Einige Tage vergingen. Ein junges Mädchen in schwarzem Anzug und mit schwarzem Käppchen brachte dem Entführten regelmäßig reichliches, gutes Essen und Getränke. Aber sie war stumm wie ein Fisch und schien irgendwelchen geheimen Befehlen zu gehorchen.
    Dr. Heintz schlief sehr viel. Es mußte etwas in seinem Essen oder in seinen Getränken sein. Den Kapitän des Schiffes bekam er nicht mehr zu Gesicht, obwohl er mehrmals darum bat, sie sehen zu dürfen.

     
    Und dann, eines nachts, wachte er in einem fremden Zimmer auf. Man hatte ihn an Land gebracht, während er schlief. Dieses Zimmer war mit kostbaren Möbeln eingerichtet. Ein Kronleuchter verbreitete blendende Helle im Raum. Dieses Licht hatte Dr. Heintz aus dem Schlaf gerissen.
    Er sprang vom Bett auf und näherte sich einem der beiden Fenster. Da er tagelang ohne Bewegung war, konnte er seine Glieder kaum bewegen. Vor den Fenstern waren dicke Eisenstäbe angebracht. Sie gaben den Blick auf einen Park frei, der friedlich im Mondlicht dalag. Der
    Arzt schätzte, daß er sich in der zweiten Etage befinden mußte. Er öffnete die Fensterflügel und steckte den Kopf zwischen die Gitter. Vor ihm rauschte das Meer. Die frische Nachtluft ließ ihn frösteln, er schloß das Fenster wieder.

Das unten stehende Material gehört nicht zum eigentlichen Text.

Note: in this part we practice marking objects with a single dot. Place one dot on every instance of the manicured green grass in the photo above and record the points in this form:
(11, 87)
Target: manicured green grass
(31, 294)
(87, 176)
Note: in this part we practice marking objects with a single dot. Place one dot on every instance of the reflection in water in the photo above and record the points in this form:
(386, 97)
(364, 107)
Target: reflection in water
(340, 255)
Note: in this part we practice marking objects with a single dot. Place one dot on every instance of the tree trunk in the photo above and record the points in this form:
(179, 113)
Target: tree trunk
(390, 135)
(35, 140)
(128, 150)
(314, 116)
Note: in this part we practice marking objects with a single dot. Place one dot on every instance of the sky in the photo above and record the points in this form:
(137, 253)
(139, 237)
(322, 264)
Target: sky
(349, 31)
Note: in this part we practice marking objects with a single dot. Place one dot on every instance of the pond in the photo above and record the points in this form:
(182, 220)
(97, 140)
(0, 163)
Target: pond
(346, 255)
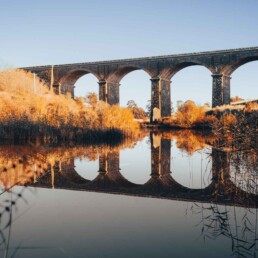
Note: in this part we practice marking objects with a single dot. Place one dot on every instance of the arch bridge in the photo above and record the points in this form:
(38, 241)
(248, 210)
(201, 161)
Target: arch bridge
(161, 69)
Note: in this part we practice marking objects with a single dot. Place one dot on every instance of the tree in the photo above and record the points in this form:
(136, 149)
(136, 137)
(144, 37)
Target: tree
(91, 99)
(131, 104)
(138, 112)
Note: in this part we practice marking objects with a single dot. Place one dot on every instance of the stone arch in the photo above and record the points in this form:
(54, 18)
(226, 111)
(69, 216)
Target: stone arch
(66, 82)
(112, 82)
(229, 69)
(122, 71)
(168, 72)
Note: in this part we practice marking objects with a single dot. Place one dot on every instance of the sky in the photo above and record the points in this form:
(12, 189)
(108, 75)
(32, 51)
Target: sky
(58, 32)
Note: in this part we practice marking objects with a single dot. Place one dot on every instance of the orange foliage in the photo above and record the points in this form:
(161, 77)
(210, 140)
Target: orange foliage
(23, 107)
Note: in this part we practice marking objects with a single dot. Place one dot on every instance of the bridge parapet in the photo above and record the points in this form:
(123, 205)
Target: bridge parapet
(161, 69)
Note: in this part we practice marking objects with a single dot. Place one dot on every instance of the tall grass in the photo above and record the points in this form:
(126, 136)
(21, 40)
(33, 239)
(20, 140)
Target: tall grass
(30, 111)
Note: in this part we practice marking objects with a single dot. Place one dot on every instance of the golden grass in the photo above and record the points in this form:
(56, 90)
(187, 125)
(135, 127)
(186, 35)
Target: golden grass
(24, 110)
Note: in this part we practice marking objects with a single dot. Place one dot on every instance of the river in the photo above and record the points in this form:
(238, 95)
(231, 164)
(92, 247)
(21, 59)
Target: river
(167, 194)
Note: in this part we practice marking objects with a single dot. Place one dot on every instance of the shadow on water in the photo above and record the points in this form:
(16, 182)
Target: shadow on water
(233, 183)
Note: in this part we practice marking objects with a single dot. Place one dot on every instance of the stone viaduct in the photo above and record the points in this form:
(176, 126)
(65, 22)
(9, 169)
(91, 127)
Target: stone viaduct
(161, 69)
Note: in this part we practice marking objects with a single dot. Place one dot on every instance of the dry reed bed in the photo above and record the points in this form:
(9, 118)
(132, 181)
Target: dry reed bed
(31, 113)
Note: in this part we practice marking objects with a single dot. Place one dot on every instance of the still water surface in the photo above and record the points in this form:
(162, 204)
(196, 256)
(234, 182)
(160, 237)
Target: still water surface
(166, 195)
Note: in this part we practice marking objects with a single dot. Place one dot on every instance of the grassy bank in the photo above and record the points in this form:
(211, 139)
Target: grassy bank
(31, 112)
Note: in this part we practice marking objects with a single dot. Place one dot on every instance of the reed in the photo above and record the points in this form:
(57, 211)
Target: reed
(30, 111)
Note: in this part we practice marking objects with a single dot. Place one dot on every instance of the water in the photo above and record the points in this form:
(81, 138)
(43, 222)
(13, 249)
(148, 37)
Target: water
(165, 195)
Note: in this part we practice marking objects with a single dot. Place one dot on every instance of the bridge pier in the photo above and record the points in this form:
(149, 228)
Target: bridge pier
(220, 90)
(109, 92)
(160, 156)
(67, 88)
(160, 98)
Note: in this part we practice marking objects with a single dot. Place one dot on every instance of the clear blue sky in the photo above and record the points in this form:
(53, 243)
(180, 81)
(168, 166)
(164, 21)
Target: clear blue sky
(56, 32)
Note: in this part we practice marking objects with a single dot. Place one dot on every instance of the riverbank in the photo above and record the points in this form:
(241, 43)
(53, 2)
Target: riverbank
(30, 112)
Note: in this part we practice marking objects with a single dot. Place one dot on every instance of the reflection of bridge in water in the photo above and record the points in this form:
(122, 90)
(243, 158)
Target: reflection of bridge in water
(221, 190)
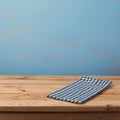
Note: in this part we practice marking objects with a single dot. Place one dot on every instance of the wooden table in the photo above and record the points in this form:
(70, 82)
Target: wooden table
(24, 98)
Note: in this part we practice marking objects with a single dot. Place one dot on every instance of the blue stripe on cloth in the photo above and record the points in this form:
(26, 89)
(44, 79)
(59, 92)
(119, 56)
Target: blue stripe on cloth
(80, 90)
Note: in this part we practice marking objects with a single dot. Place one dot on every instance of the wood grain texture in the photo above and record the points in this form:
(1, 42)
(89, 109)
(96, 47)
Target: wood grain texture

    Erst jetzt bemerkte er, daß man ihm die Kette abgenommen hatte. Gleichzeitig stellte er fest, daß er schon anfing, das tagelang gefesselte Bein automatisch ein wenig nachzuziehen, so wie es früher Galeerensträflingen eigen war, denen man die Freiheit wiedergegeben hatte. Bei jenen war es die ihnen angeschmiedete Kugel, die sie zwang, so zu laufen; bei ihm war es das ständige Ziehen an seiner Fessel, um mehr Reichweite zu bekommen.
    Dr. Heintz war sehr erstaunt, als er merkte, daß die Tür sich öffnen ließ.
    Er wollte sie gerade ganz aufstoßen, als er erschreckt zurückwich.
    Auf der Schwelle standen drei Männer, ein weißhäutiger Mann von mittlerer Größe und rechts und links von ihm zwei riesenhafte Neger.
     

     
    Die drei Gestalten drängten Dr. Heintz rückwärts, bis dieser an sein Bett stieß. Völlig verwirrt blickte er den Männern entgegen, von denen etwas Bedrohliches ausging. Ihre Blicke waren starr auf seine Augen gerichtet, so als ob er hypnotisiert werden sollte. In der Mitte des Raumes blieben sie stehen, ohne ihr seltsames Gebaren aufzugeben.
    Dr. Heintz ließ sich nicht einschüchtern. Er setzte sich auf sein Bett, verschränkte die Arme und wartete. Da löste sich die mittlere Gestalt aus der Gruppe und ging auf den Arzt zu. Der Mann lächelte beruhigend und bedeutete den beiden Schwarzen, rechts und links von der Tür Posten zu beziehen. Dann brach er das Schweigen.
    „Darf ich mich Ihnen vorstellen? Ich bin der Herr des Hauses. Der Name tut nichts zur Sache. Ich bin Chirurg wie Sie. Ich weiß, daß Sie Französisch fast ebenso gut sprechen wie Englisch. Vielleicht sprechen Sie auch noch Deutsch, Ihrem Namen nach zu urteilen?“
    „Carl Heintz“, sagte der amerikanische Arzt.
    „Ich weiß“, erwiderte der andere lakonisch.
    Daraufhin schwieg Dr. Heintz, in Erwartung des Kommenden. Sein Gegenüber war groß, er wirkte nur neben den baumlangen schwarzen Riesen kleiner. Ein stämmiger, untersetzter Mann mit kugelrundem Kopf und rundlichem Gesicht.